In failing states the normal models of wealth creation fall apart. Andrew Shirley asks former Afghan politician Seema Ghani why
Afghanistan, unsurprisingly, doesn’t feature in our study of global wealth populations. No reliable figures exist as to the number of HNWIs living in the country, but one thing is certain: although there is plenty of money circulating among an elite group of wealthy individuals and businesses, very little of it is trickling down to the rest of society, especially those living in the rural provinces away from the capital Kabul. Seema Ghani, a former deputy government minister, anti-corruption campaigner and NGO leader, says there are a number of reasons why the normal model of wealth creation, whereby the poor gradually become better off, even in countries with high levels of wealth inequality, is failing in Afghanistan.
“What is happening is that we are becoming a nation of importers. Those with money invest into importing things from other countries.

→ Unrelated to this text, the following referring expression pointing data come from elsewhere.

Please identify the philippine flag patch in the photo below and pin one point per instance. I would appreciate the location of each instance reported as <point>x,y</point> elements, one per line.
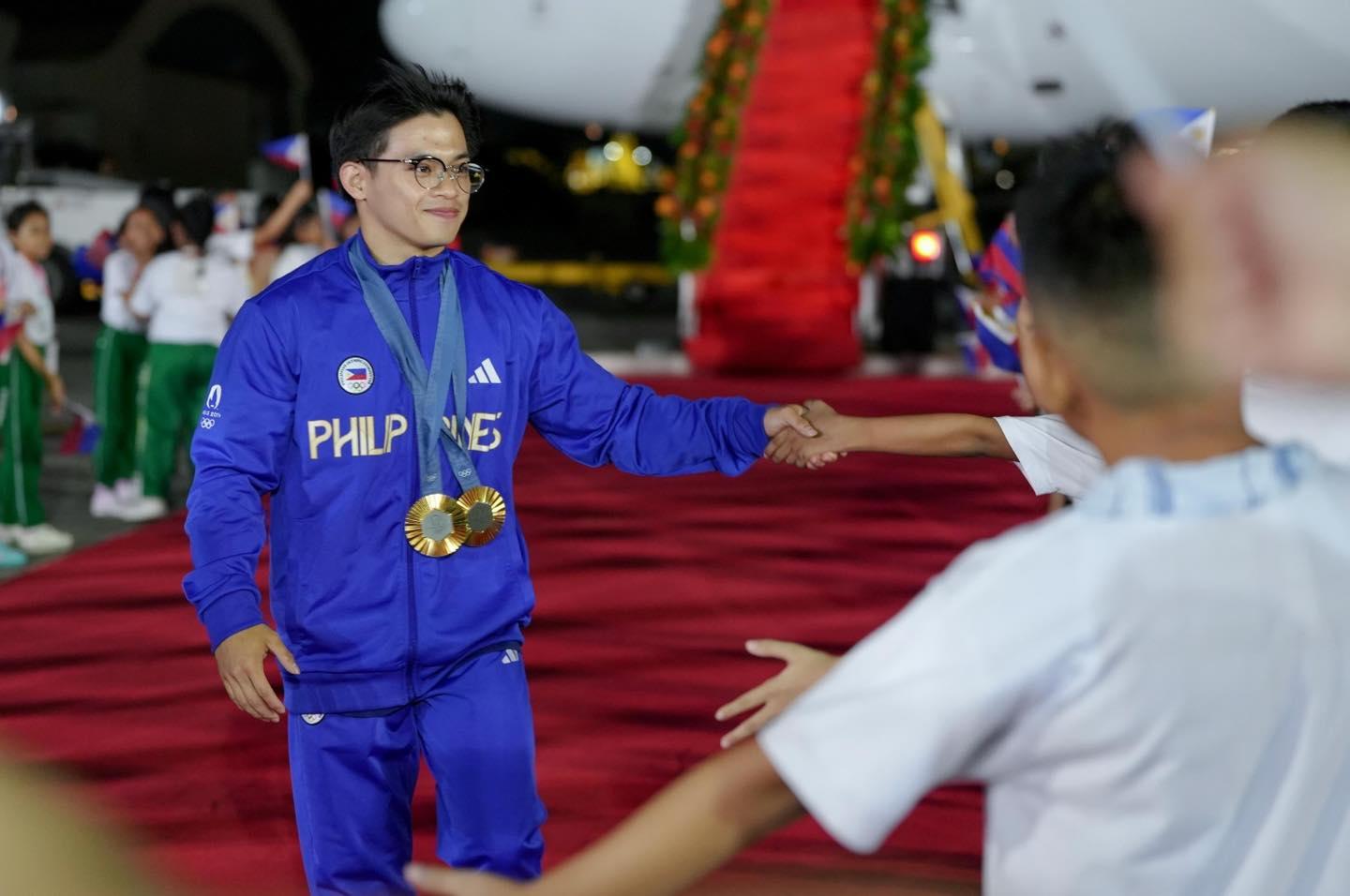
<point>355,375</point>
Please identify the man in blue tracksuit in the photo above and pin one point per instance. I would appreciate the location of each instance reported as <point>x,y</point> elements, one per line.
<point>390,371</point>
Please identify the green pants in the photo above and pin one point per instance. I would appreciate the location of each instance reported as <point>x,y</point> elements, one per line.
<point>118,358</point>
<point>174,387</point>
<point>21,442</point>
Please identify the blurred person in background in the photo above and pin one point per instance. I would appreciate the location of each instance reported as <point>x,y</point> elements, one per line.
<point>303,242</point>
<point>118,358</point>
<point>27,374</point>
<point>187,298</point>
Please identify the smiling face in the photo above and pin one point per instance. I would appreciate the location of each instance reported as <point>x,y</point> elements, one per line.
<point>33,236</point>
<point>398,217</point>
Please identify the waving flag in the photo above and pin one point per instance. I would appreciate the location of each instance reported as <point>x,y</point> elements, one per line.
<point>291,153</point>
<point>996,321</point>
<point>339,209</point>
<point>8,334</point>
<point>1193,127</point>
<point>82,435</point>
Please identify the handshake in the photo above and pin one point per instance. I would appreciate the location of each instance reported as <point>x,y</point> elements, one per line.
<point>832,441</point>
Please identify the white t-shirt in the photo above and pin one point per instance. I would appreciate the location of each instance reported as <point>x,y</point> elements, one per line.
<point>189,298</point>
<point>1055,457</point>
<point>119,270</point>
<point>235,246</point>
<point>1316,414</point>
<point>1052,455</point>
<point>7,258</point>
<point>1153,686</point>
<point>293,257</point>
<point>26,282</point>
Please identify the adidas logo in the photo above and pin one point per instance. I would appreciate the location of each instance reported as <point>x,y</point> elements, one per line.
<point>485,373</point>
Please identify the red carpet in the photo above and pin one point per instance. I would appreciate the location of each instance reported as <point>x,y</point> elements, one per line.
<point>776,296</point>
<point>647,590</point>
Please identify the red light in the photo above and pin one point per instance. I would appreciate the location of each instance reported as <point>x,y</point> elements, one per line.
<point>925,246</point>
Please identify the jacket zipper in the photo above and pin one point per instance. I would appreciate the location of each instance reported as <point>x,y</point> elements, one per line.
<point>412,580</point>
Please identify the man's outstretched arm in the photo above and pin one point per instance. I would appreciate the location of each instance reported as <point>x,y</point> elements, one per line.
<point>687,830</point>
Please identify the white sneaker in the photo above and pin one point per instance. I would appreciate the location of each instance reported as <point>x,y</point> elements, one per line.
<point>143,509</point>
<point>42,539</point>
<point>104,502</point>
<point>128,488</point>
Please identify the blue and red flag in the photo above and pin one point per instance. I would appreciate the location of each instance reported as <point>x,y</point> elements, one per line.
<point>82,435</point>
<point>291,153</point>
<point>996,321</point>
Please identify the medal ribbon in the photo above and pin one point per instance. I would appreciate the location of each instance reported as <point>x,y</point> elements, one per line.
<point>431,389</point>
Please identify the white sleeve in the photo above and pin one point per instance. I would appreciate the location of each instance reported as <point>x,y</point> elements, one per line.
<point>1051,455</point>
<point>143,297</point>
<point>235,289</point>
<point>116,276</point>
<point>926,698</point>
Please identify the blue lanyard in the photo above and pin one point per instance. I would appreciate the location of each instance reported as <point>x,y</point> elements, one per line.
<point>431,389</point>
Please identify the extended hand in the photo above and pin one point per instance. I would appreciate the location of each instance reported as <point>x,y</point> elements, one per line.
<point>804,666</point>
<point>447,881</point>
<point>788,417</point>
<point>239,659</point>
<point>825,448</point>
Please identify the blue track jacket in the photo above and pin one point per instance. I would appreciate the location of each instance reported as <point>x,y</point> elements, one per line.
<point>308,405</point>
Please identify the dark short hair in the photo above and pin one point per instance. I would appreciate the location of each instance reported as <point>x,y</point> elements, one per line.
<point>1326,113</point>
<point>21,212</point>
<point>1083,246</point>
<point>1091,272</point>
<point>197,217</point>
<point>404,92</point>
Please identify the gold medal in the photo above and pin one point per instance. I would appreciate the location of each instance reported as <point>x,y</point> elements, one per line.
<point>485,513</point>
<point>436,525</point>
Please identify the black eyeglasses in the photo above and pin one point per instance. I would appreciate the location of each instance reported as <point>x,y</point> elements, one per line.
<point>431,173</point>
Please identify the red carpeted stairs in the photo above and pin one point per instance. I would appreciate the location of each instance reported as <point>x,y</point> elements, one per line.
<point>647,590</point>
<point>776,296</point>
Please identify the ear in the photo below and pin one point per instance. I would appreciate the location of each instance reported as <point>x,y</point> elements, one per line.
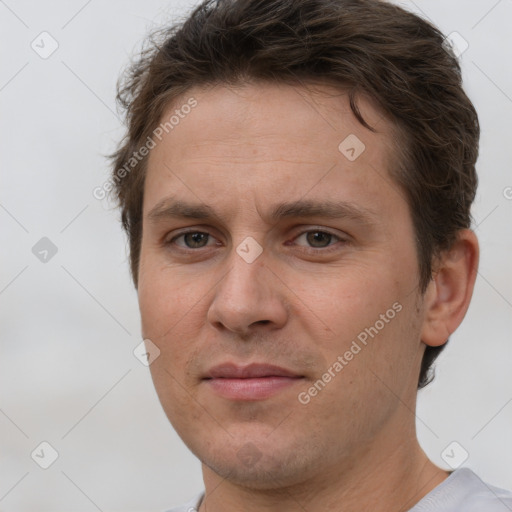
<point>449,292</point>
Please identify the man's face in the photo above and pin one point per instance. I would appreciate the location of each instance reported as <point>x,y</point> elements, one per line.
<point>297,291</point>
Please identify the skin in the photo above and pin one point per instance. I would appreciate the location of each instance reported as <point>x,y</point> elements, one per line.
<point>353,446</point>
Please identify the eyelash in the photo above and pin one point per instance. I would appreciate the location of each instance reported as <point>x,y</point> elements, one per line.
<point>315,250</point>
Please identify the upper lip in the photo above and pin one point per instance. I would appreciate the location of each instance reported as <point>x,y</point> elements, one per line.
<point>251,371</point>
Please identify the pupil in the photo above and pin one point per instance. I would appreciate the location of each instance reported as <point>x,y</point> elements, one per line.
<point>313,238</point>
<point>196,237</point>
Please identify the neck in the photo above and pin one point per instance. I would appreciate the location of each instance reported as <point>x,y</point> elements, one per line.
<point>390,473</point>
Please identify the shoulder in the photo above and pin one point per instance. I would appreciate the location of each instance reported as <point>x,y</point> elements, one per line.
<point>190,506</point>
<point>465,490</point>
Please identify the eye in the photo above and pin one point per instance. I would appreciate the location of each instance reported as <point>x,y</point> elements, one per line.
<point>192,239</point>
<point>318,239</point>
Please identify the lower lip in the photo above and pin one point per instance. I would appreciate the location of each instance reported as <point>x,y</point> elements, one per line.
<point>251,389</point>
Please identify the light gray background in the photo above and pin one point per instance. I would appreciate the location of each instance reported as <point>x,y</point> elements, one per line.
<point>68,327</point>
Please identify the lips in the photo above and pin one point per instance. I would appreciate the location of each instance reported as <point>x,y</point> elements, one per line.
<point>252,371</point>
<point>252,382</point>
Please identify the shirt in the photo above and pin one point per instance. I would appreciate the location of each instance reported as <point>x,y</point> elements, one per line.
<point>462,491</point>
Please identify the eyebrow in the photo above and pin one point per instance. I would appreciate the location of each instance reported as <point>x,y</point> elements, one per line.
<point>171,208</point>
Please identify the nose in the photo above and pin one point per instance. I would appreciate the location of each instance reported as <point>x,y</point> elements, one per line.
<point>249,294</point>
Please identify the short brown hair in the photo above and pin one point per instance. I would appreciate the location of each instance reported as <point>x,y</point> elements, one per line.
<point>368,46</point>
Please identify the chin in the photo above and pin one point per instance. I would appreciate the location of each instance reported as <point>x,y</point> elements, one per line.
<point>261,465</point>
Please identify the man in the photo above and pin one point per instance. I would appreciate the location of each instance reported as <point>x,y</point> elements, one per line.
<point>296,185</point>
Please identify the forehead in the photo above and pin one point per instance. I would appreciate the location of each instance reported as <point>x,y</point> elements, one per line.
<point>267,135</point>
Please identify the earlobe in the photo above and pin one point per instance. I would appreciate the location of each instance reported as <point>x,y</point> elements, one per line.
<point>449,293</point>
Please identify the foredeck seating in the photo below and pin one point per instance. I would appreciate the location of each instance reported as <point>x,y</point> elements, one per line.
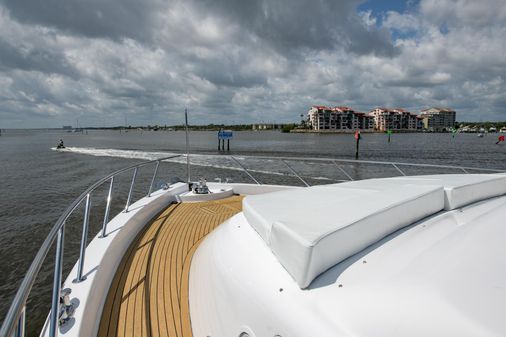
<point>463,189</point>
<point>149,293</point>
<point>311,230</point>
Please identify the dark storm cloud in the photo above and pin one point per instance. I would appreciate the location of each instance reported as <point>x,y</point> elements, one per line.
<point>93,18</point>
<point>243,61</point>
<point>34,59</point>
<point>315,25</point>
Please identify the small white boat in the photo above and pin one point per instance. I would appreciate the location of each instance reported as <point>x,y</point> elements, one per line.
<point>375,257</point>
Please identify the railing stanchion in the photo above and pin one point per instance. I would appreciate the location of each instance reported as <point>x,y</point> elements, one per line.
<point>296,174</point>
<point>107,209</point>
<point>20,328</point>
<point>245,170</point>
<point>55,300</point>
<point>131,190</point>
<point>84,238</point>
<point>398,169</point>
<point>153,179</point>
<point>342,170</point>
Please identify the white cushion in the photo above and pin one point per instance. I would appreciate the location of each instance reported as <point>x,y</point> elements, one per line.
<point>463,189</point>
<point>312,229</point>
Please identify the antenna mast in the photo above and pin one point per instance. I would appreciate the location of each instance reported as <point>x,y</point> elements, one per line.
<point>187,145</point>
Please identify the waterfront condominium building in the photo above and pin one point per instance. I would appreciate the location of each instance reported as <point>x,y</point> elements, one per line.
<point>338,118</point>
<point>438,119</point>
<point>395,119</point>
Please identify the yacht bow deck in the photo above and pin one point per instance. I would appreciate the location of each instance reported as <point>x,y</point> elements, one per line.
<point>149,293</point>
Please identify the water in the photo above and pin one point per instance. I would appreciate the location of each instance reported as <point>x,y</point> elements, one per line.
<point>37,183</point>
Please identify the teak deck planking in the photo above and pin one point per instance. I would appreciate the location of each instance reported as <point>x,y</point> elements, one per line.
<point>149,293</point>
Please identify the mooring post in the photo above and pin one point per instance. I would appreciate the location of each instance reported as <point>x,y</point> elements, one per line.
<point>357,138</point>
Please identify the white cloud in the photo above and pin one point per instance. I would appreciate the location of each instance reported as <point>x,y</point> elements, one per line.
<point>249,62</point>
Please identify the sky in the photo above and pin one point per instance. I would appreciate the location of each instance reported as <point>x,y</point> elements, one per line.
<point>111,62</point>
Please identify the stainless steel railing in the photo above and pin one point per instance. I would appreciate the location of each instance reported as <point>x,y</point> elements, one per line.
<point>14,323</point>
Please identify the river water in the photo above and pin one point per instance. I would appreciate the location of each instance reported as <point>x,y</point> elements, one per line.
<point>38,183</point>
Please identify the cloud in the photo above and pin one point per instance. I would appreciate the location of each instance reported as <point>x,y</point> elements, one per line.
<point>244,61</point>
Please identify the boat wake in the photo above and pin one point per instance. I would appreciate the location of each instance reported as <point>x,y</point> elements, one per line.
<point>215,161</point>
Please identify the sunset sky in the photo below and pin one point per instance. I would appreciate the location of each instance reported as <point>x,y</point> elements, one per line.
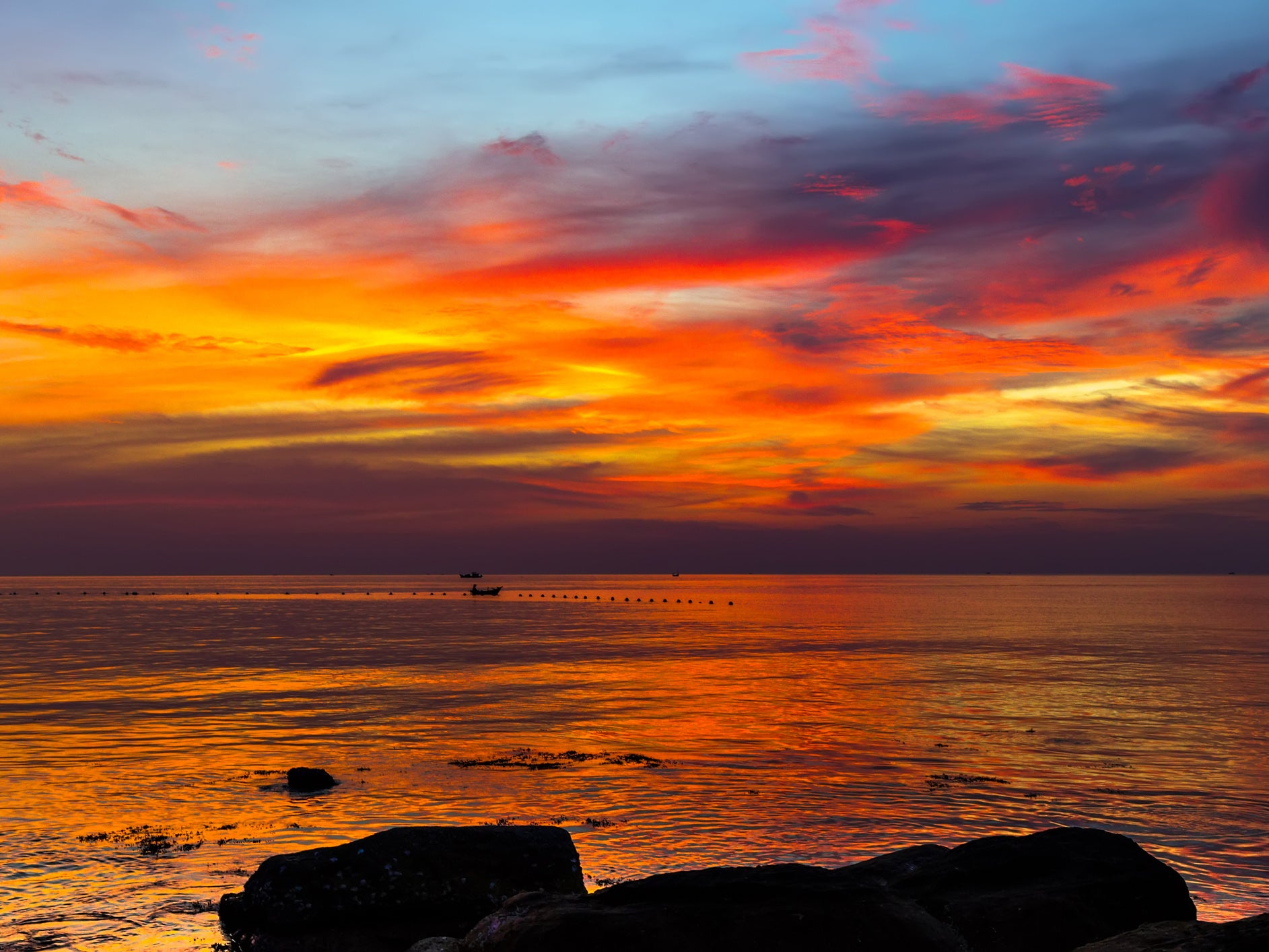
<point>405,285</point>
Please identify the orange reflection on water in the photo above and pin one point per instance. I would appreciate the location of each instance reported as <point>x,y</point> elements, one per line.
<point>820,720</point>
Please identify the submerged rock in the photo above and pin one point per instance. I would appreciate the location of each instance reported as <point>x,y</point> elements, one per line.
<point>1048,891</point>
<point>397,886</point>
<point>755,909</point>
<point>308,780</point>
<point>1241,936</point>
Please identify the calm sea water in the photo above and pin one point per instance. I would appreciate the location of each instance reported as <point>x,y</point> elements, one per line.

Money is not being used to produce anything here that would generate employment. Even basic agricultural productivity is declining.” A culture of short-termism and corruption is to blame, says Ms Ghani, who has calculated that private businesses pay only one third of the tax that they owe.
“Despite the billions of dollars of aid that the government has received over the past 16 years, and which now accounts for about half of our national budget, it hasn’t managed to tackle security or create the infrastructure and pool of qualified labour needed to encourage private investors.It is cheaper and safer to import things, or invest elsewhere. Entrepreneurs exist, but many have moved to Dubai or are creating businesses in places like Malaysia.”
A lack of well-educated young people with new ideas to help take the country forward isn’t part of the problem, Ms Ghani points out. “Lots of aid money has been spent on education and almost six million children now attend school, a significant achievement. But when they graduate there simply aren’t enough jobs and so poverty levels remain high, especially outside Kabul.” Another problem is the fact that very little investment flows out of the capital to the rest of the country. “All the government contracts are awarded to businesses based in Kabul. And even when they are working on projects in the provinces they bring labour and sub-contractors from Kabul, too,” says Ms Ghani. Ms Ghani, who was deputy minister of finance in 2004 and deputy minister of labour affairs in 2011, resigned both positions because she couldn’t live with the system of patronage and short-termism.
Breaking this vicious circle, when politicians have such a short-term view and are unwilling to embrace the vision of the younger generation, seems a daunting prospect. But for all that, she remains hopeful that the right kinds of interventions can make a real difference. Working mainly in the northern provinces of the country, initiatives funded by NGOs such as Hand in Hand International and the Aga Khan Foundation are shifting some power back into the hands of people at the bottom of the wealth creation ladder by helping the rural poor to set up their own micro enterprises.
Not only do these programmes help offset the country’s entrepreneur drain, they provide Afghanistan’s educated and unemployed young people with a productive, often life-changing outlet. And because they target poor Afghans directly, the short-termism that mars Afghanistan’s politics is sidestepped completely. “It’s not easy because decades of aid dependency have made even the poorest people very demotivated,” says Ms Ghani. “But once we’ve convinced people to change their mindset and they realise that we have zero tolerance for corruption of any kind, the results are very rewarding and we find that other people start asking for help as well.” Not that Afghanistan’s micro entrepreneurs have it easy. Those who successfully set up small businesses – for example, poultry production – often have to compete with cheap imports, while poor infrastructure makes it difficult to access other marketplaces. “We are constantly having to adapt and think of new ideas and approaches – but the benefits of smaller NGOs is that they can be much more reactive,” says Ms Ghani. “It’s not easy, but this year we will have created employment for about 11,000 people, so it can be done.” It can be done and indeed must be done, she adds. The NGOs are also competing with terrorist organisations such as the Taliban that pays its recruits up to US$600 a month. “If we don’t succeed it’s not just this country that will suffer, the flow of refugees heading for the rest of the world will continue.
"It’s much more cost effective to tackle this problem on the ground than waiting for them to arrive in the Western world.” Seema Ghani is chairman of the NGO Hand in Hand Afghanistan and co-founder of the People's Movement against Corruption.